Frequently Asked Questions

Is the Modigliani-Miller theorem still relevant?

Absolutely. Not because its assumptions hold in the real world — they don’t — but because it establishes the logical framework for all capital structure analysis. If you can’t explain why M&M breaks down, you can’t properly evaluate why one capital structure is better than another.

What is the M&M tax shield?

It’s the present value of tax savings from deducting interest payments. Under M&M with taxes, the tax shield equals the tax rate times the value of debt (T × D). This is the fundamental reason debt financing is cheaper than equity — the government effectively subsidizes interest payments.

If M&M says capital structure doesn’t matter, why do companies care about it?

Because M&M only holds under perfect market conditions. In reality, taxes make debt attractive (through the tax shield), but bankruptcy costs, covenant restrictions, and information asymmetry create real costs to excessive leverage. Companies care about capital structure precisely because the M&M assumptions don’t hold.

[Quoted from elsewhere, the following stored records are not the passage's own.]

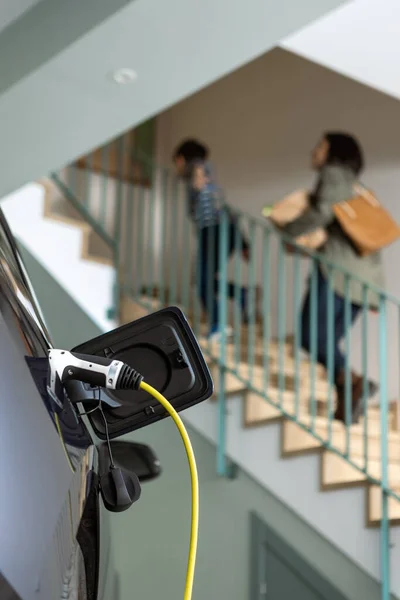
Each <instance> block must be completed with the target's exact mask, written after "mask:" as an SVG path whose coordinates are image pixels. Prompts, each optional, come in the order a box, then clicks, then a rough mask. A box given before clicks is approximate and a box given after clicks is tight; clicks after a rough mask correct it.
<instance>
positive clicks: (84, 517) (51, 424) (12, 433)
mask: <svg viewBox="0 0 400 600" xmlns="http://www.w3.org/2000/svg"><path fill="white" fill-rule="evenodd" d="M51 347H52V344H51V338H50V335H49V333H48V331H47V328H46V325H45V322H44V319H43V316H42V314H41V312H40V308H39V306H38V303H37V301H36V298H35V294H34V292H33V287H32V285H31V284H30V281H29V277H28V276H27V273H26V271H25V268H24V265H23V262H22V260H21V257H20V254H19V252H18V248H17V244H16V242H15V240H14V238H13V236H12V234H11V232H10V229H9V227H8V225H7V222H6V220H5V218H4V216H3V214H2V213H1V211H0V376H1V378H2V385H1V388H2V389H1V392H0V408H1V415H2V417H1V419H0V482H1V483H0V597H1V598H2V600H15V599H17V598H18V599H19V598H21V599H22V600H33V599H34V600H56V599H57V598H63V599H70V600H109V599H110V600H111V599H113V600H118V578H117V574H116V571H115V570H114V567H113V561H112V554H111V549H110V531H109V520H108V514H107V513H106V510H105V508H104V507H103V505H102V503H101V501H99V495H98V477H99V465H98V462H99V461H98V452H97V449H96V446H95V445H94V444H93V439H92V437H91V435H90V433H89V429H88V427H87V426H86V425H85V423H84V422H83V420H82V419H81V418H78V417H77V415H76V412H75V410H74V408H73V407H72V405H71V404H70V403H67V405H66V406H65V408H64V410H63V411H62V412H61V413H60V414H59V423H60V429H61V433H62V436H61V437H60V435H59V432H58V431H57V427H56V422H55V416H54V411H53V409H52V406H51V404H49V399H48V394H47V393H46V369H47V367H46V363H47V354H48V350H49V349H50V348H51ZM66 455H67V456H66ZM67 457H68V458H67ZM71 466H72V469H73V470H72V469H71Z"/></svg>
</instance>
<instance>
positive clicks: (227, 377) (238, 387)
mask: <svg viewBox="0 0 400 600" xmlns="http://www.w3.org/2000/svg"><path fill="white" fill-rule="evenodd" d="M208 368H209V369H210V373H211V377H212V378H213V381H214V395H213V397H214V398H217V396H218V390H219V367H218V365H216V364H215V363H213V364H211V365H209V366H208ZM245 389H246V385H245V384H244V383H242V382H241V381H240V380H239V379H238V378H237V377H235V375H232V374H231V373H229V372H228V373H225V393H226V394H235V393H238V392H243V391H245Z"/></svg>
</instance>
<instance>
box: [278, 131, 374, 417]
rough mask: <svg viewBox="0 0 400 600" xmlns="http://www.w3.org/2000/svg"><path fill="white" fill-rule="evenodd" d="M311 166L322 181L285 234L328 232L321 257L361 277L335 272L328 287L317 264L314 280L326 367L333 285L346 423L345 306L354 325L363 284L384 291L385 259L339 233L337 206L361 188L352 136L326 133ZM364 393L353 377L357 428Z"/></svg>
mask: <svg viewBox="0 0 400 600" xmlns="http://www.w3.org/2000/svg"><path fill="white" fill-rule="evenodd" d="M312 167H313V169H315V170H316V171H317V172H318V180H317V185H316V188H315V190H314V192H313V193H311V194H310V198H309V208H308V210H306V211H305V212H304V213H303V214H302V215H301V216H300V217H298V218H297V219H295V220H294V221H292V222H291V223H289V224H287V225H286V226H285V227H284V228H283V230H284V232H285V233H287V234H288V235H290V236H292V237H294V238H296V237H298V236H300V235H303V234H306V233H309V232H311V231H313V230H315V229H317V228H320V227H324V228H325V230H326V232H327V234H328V238H327V241H326V242H325V244H324V246H323V248H321V250H320V252H321V253H322V254H323V255H324V256H325V257H326V259H327V260H328V261H329V262H330V263H333V264H336V265H340V267H342V268H343V269H344V270H345V271H346V272H347V273H348V274H350V275H356V277H357V279H353V278H351V277H349V278H348V277H347V278H346V276H345V275H344V273H342V272H339V271H334V274H333V276H332V277H331V279H330V282H329V281H328V276H329V273H328V271H329V267H328V266H327V265H325V264H323V263H321V264H320V265H319V268H318V273H317V275H316V276H317V321H318V322H317V360H318V362H319V363H321V364H323V365H324V366H325V367H327V366H328V365H327V362H328V348H327V338H328V290H329V289H331V288H330V285H332V288H333V294H332V295H333V302H332V304H333V312H334V316H333V318H334V335H333V337H334V339H333V346H334V347H333V356H334V370H335V385H336V390H337V409H336V412H335V419H338V420H340V421H343V422H345V420H346V415H345V412H346V411H345V390H346V381H345V367H346V361H347V360H349V358H348V357H346V356H345V355H344V354H343V353H342V351H341V349H340V342H341V340H342V339H343V337H344V336H345V335H346V333H347V332H346V326H345V321H346V318H345V313H346V303H348V305H349V309H350V310H349V315H350V323H351V324H353V323H354V321H355V320H356V318H357V316H358V315H359V313H360V310H361V308H362V304H363V286H362V284H360V281H359V279H362V280H363V281H364V282H365V283H367V284H372V285H373V286H374V287H378V288H382V287H383V285H384V276H383V265H382V257H381V254H380V253H379V252H377V253H375V254H371V255H369V256H364V257H361V256H360V255H359V254H358V252H357V250H356V249H355V248H354V246H353V244H352V242H351V240H350V239H349V238H348V237H347V236H346V235H345V233H344V232H343V230H342V229H341V227H340V225H339V223H338V222H337V220H336V219H335V215H334V212H333V206H334V205H335V204H337V203H338V202H342V201H346V200H349V199H350V198H351V197H352V196H353V195H354V193H353V187H354V185H355V184H356V183H358V181H359V176H360V174H361V172H362V170H363V168H364V158H363V152H362V150H361V147H360V145H359V143H358V141H357V140H356V139H355V138H354V137H353V136H351V135H348V134H344V133H326V134H325V135H324V136H323V137H322V139H321V140H320V142H319V143H318V144H317V146H316V147H315V148H314V150H313V153H312ZM346 281H347V283H346ZM310 302H311V294H310V288H309V289H308V292H307V294H306V297H305V300H304V304H303V308H302V313H301V329H302V340H301V341H302V347H303V349H304V350H306V351H307V352H310V349H311V322H310ZM367 302H368V305H369V307H370V308H376V307H377V302H378V298H377V295H376V294H374V293H373V292H368V296H367ZM363 388H364V385H363V378H362V377H361V376H360V375H358V374H357V373H354V372H352V373H351V390H352V394H351V408H352V416H351V418H352V422H353V423H354V422H357V421H358V419H359V417H360V415H361V414H362V412H363V406H362V404H363V402H362V400H363ZM368 390H369V394H370V395H373V394H374V393H375V392H376V385H375V384H373V383H372V382H368Z"/></svg>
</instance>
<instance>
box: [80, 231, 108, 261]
mask: <svg viewBox="0 0 400 600" xmlns="http://www.w3.org/2000/svg"><path fill="white" fill-rule="evenodd" d="M81 256H82V258H83V259H84V260H89V261H92V262H96V263H100V264H103V265H113V263H114V260H113V252H112V249H111V248H110V246H109V245H108V244H107V243H106V242H105V241H104V240H103V239H102V238H101V237H100V235H99V234H98V233H96V232H95V231H92V230H90V231H87V232H84V235H83V238H82V249H81Z"/></svg>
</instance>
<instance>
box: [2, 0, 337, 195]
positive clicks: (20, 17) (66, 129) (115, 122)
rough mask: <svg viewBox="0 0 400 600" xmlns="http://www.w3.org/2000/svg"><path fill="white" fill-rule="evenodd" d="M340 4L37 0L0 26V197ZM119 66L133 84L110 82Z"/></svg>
mask: <svg viewBox="0 0 400 600" xmlns="http://www.w3.org/2000/svg"><path fill="white" fill-rule="evenodd" d="M26 2H28V0H26ZM341 4H343V1H342V0H302V2H297V0H252V2H251V9H249V5H248V3H247V2H245V1H244V0H234V1H232V0H203V1H202V2H198V1H197V0H168V2H165V1H162V0H131V1H128V0H113V2H109V0H85V2H77V1H72V0H71V1H69V2H66V1H65V0H41V2H39V3H38V4H36V5H35V6H34V7H32V9H31V10H29V11H28V12H27V13H25V14H24V15H22V17H20V18H19V19H18V20H17V21H16V22H15V23H14V24H13V25H11V26H10V27H8V28H7V29H6V30H4V31H3V32H2V33H1V34H0V55H1V56H2V57H7V58H5V59H3V58H2V61H1V64H0V116H1V121H0V122H1V136H0V164H1V165H2V177H1V179H0V197H1V196H3V195H5V194H7V193H9V192H11V191H13V190H15V189H16V188H18V187H19V186H21V185H22V184H24V183H26V182H28V181H32V180H34V179H37V178H39V177H40V176H42V175H44V174H47V173H48V172H49V171H50V170H52V169H54V168H58V167H61V166H63V165H64V164H66V163H68V162H69V161H71V160H72V159H74V158H75V157H76V156H78V155H80V154H82V153H84V152H86V151H88V150H90V149H92V148H93V147H96V146H98V145H99V144H101V143H103V142H104V141H106V140H108V139H110V138H112V137H114V136H116V135H118V134H119V133H120V132H122V131H125V130H126V129H128V128H130V127H132V126H134V125H136V124H137V123H140V122H142V121H143V120H145V119H147V118H149V117H150V116H153V115H155V114H157V113H159V112H160V111H162V110H164V109H165V108H167V107H168V106H170V105H172V104H174V103H176V102H177V101H179V100H181V99H182V98H183V97H185V96H187V95H190V94H192V93H193V92H195V91H197V90H198V89H200V88H202V87H204V86H206V85H208V84H210V83H211V82H213V81H215V80H216V79H219V78H220V77H221V76H223V75H225V74H227V73H229V72H230V71H232V70H234V69H236V68H238V67H239V66H241V65H243V64H245V63H246V62H248V61H250V60H252V59H254V58H255V57H257V56H259V55H261V54H263V53H264V52H266V51H267V50H269V49H270V48H272V47H273V46H275V45H277V43H278V42H279V41H280V40H281V39H282V38H284V37H286V36H288V35H289V34H290V33H292V32H294V31H296V30H297V29H298V28H300V27H303V26H305V25H306V24H307V23H309V22H310V21H312V20H313V19H315V18H318V17H320V16H322V15H324V14H325V13H326V12H327V11H330V10H333V9H335V8H336V7H337V6H339V5H341ZM120 67H130V68H132V69H134V70H135V71H136V72H137V75H138V77H137V80H136V81H135V83H133V84H130V85H117V84H116V83H115V82H114V81H113V79H112V77H111V74H112V73H113V71H114V70H115V69H117V68H120ZM271 85H273V82H271ZM210 118H212V115H210Z"/></svg>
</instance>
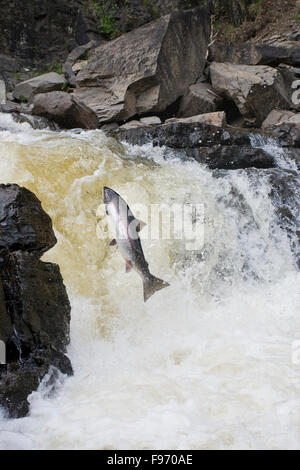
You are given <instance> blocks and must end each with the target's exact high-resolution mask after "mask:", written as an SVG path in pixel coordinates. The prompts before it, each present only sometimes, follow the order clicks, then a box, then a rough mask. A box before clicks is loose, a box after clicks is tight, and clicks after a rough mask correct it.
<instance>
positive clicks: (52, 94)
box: [32, 91, 99, 129]
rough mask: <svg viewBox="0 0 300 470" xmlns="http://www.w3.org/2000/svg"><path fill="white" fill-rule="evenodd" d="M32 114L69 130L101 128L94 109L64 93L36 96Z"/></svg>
mask: <svg viewBox="0 0 300 470" xmlns="http://www.w3.org/2000/svg"><path fill="white" fill-rule="evenodd" d="M32 112H33V114H36V115H38V116H44V117H46V118H48V119H51V120H53V121H55V122H56V123H57V124H59V125H60V126H61V127H63V128H67V129H72V128H77V127H80V128H83V129H97V128H98V127H99V121H98V118H97V115H96V113H95V112H94V111H93V110H92V109H90V108H89V107H88V106H86V105H85V104H84V103H82V102H81V101H79V99H77V98H76V97H75V96H74V95H70V94H68V93H64V92H62V91H55V92H52V93H44V94H42V95H36V96H35V98H34V101H33V110H32Z"/></svg>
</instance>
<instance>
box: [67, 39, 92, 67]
mask: <svg viewBox="0 0 300 470" xmlns="http://www.w3.org/2000/svg"><path fill="white" fill-rule="evenodd" d="M96 44H97V42H96V41H94V40H92V41H89V42H88V43H86V44H82V45H81V46H77V47H75V49H73V50H72V51H71V52H70V54H69V55H68V57H67V60H66V62H68V63H69V64H72V65H73V64H74V62H76V60H77V59H80V57H81V56H83V55H84V54H86V53H87V52H88V51H90V50H91V49H92V48H93V47H95V46H96Z"/></svg>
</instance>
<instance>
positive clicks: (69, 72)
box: [63, 62, 76, 88]
mask: <svg viewBox="0 0 300 470" xmlns="http://www.w3.org/2000/svg"><path fill="white" fill-rule="evenodd" d="M63 72H64V75H65V79H66V81H67V83H68V85H69V86H70V87H71V88H75V87H76V77H75V73H74V72H73V68H72V64H70V63H69V62H66V63H65V64H64V67H63Z"/></svg>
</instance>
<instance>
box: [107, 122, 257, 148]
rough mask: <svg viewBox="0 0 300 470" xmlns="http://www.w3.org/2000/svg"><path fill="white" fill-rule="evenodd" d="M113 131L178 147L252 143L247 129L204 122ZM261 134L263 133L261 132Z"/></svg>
mask: <svg viewBox="0 0 300 470" xmlns="http://www.w3.org/2000/svg"><path fill="white" fill-rule="evenodd" d="M111 135H112V136H114V137H116V138H118V139H119V140H121V141H125V142H128V143H129V144H132V145H144V144H147V143H150V142H151V143H152V144H153V145H154V146H160V147H162V146H167V147H170V148H175V149H189V148H197V147H199V148H200V147H213V146H216V145H221V146H223V145H230V146H232V145H234V146H235V145H237V146H249V147H251V138H250V135H249V131H248V130H246V129H234V128H229V127H228V128H220V127H215V126H211V125H208V124H205V123H183V122H177V123H173V124H172V123H171V124H163V125H160V126H153V127H139V128H137V129H127V130H126V129H121V128H120V129H117V130H116V131H112V132H111ZM258 135H262V136H263V133H261V134H258Z"/></svg>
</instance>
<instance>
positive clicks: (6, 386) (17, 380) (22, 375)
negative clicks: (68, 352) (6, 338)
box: [0, 353, 72, 418]
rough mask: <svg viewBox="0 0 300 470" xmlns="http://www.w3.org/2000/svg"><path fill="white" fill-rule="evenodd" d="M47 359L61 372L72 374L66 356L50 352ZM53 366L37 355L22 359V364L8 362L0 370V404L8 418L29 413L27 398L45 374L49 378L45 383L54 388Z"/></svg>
mask: <svg viewBox="0 0 300 470" xmlns="http://www.w3.org/2000/svg"><path fill="white" fill-rule="evenodd" d="M49 361H51V362H52V363H53V364H55V363H56V364H57V365H59V366H60V370H61V372H62V373H64V374H67V375H72V367H71V365H70V362H69V360H68V358H67V357H66V356H63V355H59V354H56V355H55V354H54V353H52V358H51V356H49ZM58 362H59V364H58ZM54 367H55V366H49V363H47V361H45V359H44V358H42V357H38V356H37V357H36V358H30V359H28V360H26V361H24V362H23V363H22V365H18V364H17V363H12V364H8V365H7V370H6V371H5V372H2V373H1V372H0V406H2V407H3V408H4V409H5V410H6V413H7V416H8V417H9V418H23V417H25V416H26V415H27V414H28V413H29V402H28V399H27V398H28V396H29V395H30V394H31V393H32V392H33V391H35V390H37V388H38V387H39V385H40V383H41V382H42V380H43V379H44V380H45V379H46V378H47V374H49V378H48V380H47V382H46V385H48V386H52V391H54V390H55V381H56V379H57V377H58V372H57V370H56V369H55V368H54ZM57 368H58V367H57ZM50 390H51V389H50Z"/></svg>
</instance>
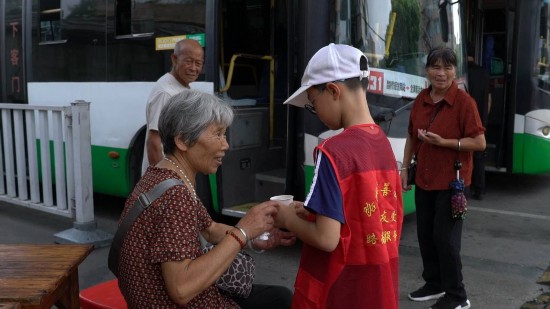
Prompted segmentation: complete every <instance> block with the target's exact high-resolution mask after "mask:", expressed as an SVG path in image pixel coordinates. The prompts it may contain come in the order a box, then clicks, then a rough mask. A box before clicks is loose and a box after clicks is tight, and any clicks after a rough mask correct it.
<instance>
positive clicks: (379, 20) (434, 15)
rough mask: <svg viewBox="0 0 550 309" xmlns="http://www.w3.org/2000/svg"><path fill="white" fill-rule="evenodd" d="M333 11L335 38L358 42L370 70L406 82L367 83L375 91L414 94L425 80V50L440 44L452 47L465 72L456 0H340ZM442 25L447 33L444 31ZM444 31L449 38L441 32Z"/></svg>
mask: <svg viewBox="0 0 550 309" xmlns="http://www.w3.org/2000/svg"><path fill="white" fill-rule="evenodd" d="M440 2H441V3H442V4H439V3H440ZM440 8H441V12H442V14H441V15H440ZM333 14H334V16H332V18H331V27H332V31H331V32H332V34H333V35H334V37H333V38H332V39H333V40H332V41H333V42H335V43H340V44H348V45H353V46H355V47H357V48H359V49H360V50H362V51H364V52H365V55H367V57H368V59H369V65H370V66H371V68H373V69H374V71H377V69H379V71H383V72H387V73H386V75H388V73H389V76H390V77H391V76H394V77H395V80H399V81H401V82H404V85H403V87H405V88H407V87H410V89H408V91H407V89H399V90H400V91H392V89H391V87H390V88H388V85H385V86H384V85H381V86H380V87H381V88H380V89H378V88H377V87H376V88H375V89H372V86H373V85H371V87H369V90H375V93H377V91H378V93H379V94H382V95H389V96H399V97H408V98H414V97H416V94H418V92H420V90H421V89H422V88H425V87H426V86H427V84H426V81H425V78H424V76H425V63H426V56H427V53H428V51H429V50H430V49H431V48H432V47H435V46H439V45H445V46H447V47H450V48H452V49H453V50H455V53H456V54H457V56H458V63H459V68H457V76H458V77H459V78H460V77H461V76H464V65H466V61H465V60H466V59H465V55H464V47H463V45H464V44H463V42H462V38H461V33H462V31H461V30H462V29H461V20H460V5H459V4H458V3H457V1H452V2H451V1H433V0H413V1H410V0H392V1H377V0H370V1H368V0H343V1H340V2H339V5H338V7H336V10H334V13H333ZM441 16H443V17H446V18H442V17H441ZM445 19H446V20H445ZM446 29H448V34H447V33H444V32H447V31H444V30H446ZM447 35H448V39H446V38H444V37H447ZM388 71H389V72H388ZM390 72H395V73H393V74H392V73H390ZM419 77H421V78H420V79H419ZM371 81H372V80H371ZM374 86H375V85H374ZM390 86H391V85H390ZM394 86H395V85H394ZM419 87H420V89H418V88H419ZM394 88H395V87H394ZM371 92H372V91H371Z"/></svg>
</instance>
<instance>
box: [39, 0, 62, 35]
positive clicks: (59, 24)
mask: <svg viewBox="0 0 550 309" xmlns="http://www.w3.org/2000/svg"><path fill="white" fill-rule="evenodd" d="M55 41H61V6H60V0H41V1H40V42H41V43H42V42H55Z"/></svg>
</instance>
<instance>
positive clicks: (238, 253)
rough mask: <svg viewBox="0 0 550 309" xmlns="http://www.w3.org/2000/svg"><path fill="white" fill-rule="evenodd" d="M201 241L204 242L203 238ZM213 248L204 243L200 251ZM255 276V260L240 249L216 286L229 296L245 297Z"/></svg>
mask: <svg viewBox="0 0 550 309" xmlns="http://www.w3.org/2000/svg"><path fill="white" fill-rule="evenodd" d="M199 237H200V238H201V243H204V242H206V241H204V238H202V235H199ZM213 248H214V245H212V244H205V245H203V247H202V252H203V253H206V252H208V251H210V250H212V249H213ZM255 278H256V261H255V260H254V258H253V257H252V256H251V255H250V254H248V253H247V252H246V251H244V250H241V251H239V252H238V253H237V256H235V259H234V260H233V262H232V263H231V265H229V268H228V269H227V270H226V271H225V272H224V273H223V275H222V276H221V277H220V278H218V280H216V287H217V288H218V289H219V290H220V292H221V293H222V294H224V295H226V296H229V297H238V298H247V297H248V296H249V295H250V292H251V291H252V285H253V284H254V279H255Z"/></svg>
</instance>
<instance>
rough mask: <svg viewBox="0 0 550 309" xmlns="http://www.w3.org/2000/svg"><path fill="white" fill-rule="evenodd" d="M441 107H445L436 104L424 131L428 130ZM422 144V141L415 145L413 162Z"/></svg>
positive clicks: (440, 105) (439, 102) (442, 107)
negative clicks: (415, 147)
mask: <svg viewBox="0 0 550 309" xmlns="http://www.w3.org/2000/svg"><path fill="white" fill-rule="evenodd" d="M443 105H445V104H444V102H443V101H442V102H439V103H438V105H437V107H436V108H435V110H434V112H433V114H432V117H430V122H429V123H428V127H427V128H426V131H427V130H428V129H429V128H430V126H431V125H432V123H433V122H434V120H435V116H437V114H439V111H440V110H441V109H442V108H443ZM422 143H423V141H420V142H419V143H418V144H417V145H416V150H415V151H414V152H413V160H415V157H416V153H417V152H418V151H419V150H420V146H422Z"/></svg>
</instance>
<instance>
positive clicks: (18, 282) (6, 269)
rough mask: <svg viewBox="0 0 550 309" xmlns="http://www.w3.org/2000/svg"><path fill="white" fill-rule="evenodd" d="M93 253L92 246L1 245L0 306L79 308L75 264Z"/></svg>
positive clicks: (39, 307)
mask: <svg viewBox="0 0 550 309" xmlns="http://www.w3.org/2000/svg"><path fill="white" fill-rule="evenodd" d="M92 250H93V246H92V245H56V244H47V245H30V244H9V245H7V244H0V303H16V304H20V306H21V308H51V307H52V306H53V305H56V306H57V307H58V308H60V309H63V308H68V309H73V308H80V301H79V298H78V294H79V286H78V265H79V264H80V263H82V261H84V259H85V258H86V257H87V256H88V254H90V252H92ZM13 308H19V307H13Z"/></svg>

What is homemade leverage in M&M?

It’s the idea that if investors disagree with a company’s leverage choice, they can replicate the desired level personally by borrowing or lending on their own. This makes corporate leverage decisions irrelevant to individual investors — but only if individuals can borrow at the same rate as corporations, which they typically can’t.

Did Modigliani and Miller win the Nobel Prize?

Both did, though not jointly for M&M specifically. Franco Modigliani won the Nobel in Economics in 1985, and Merton Miller won in 1990. Their capital structure work was cited as a key contribution for both awards.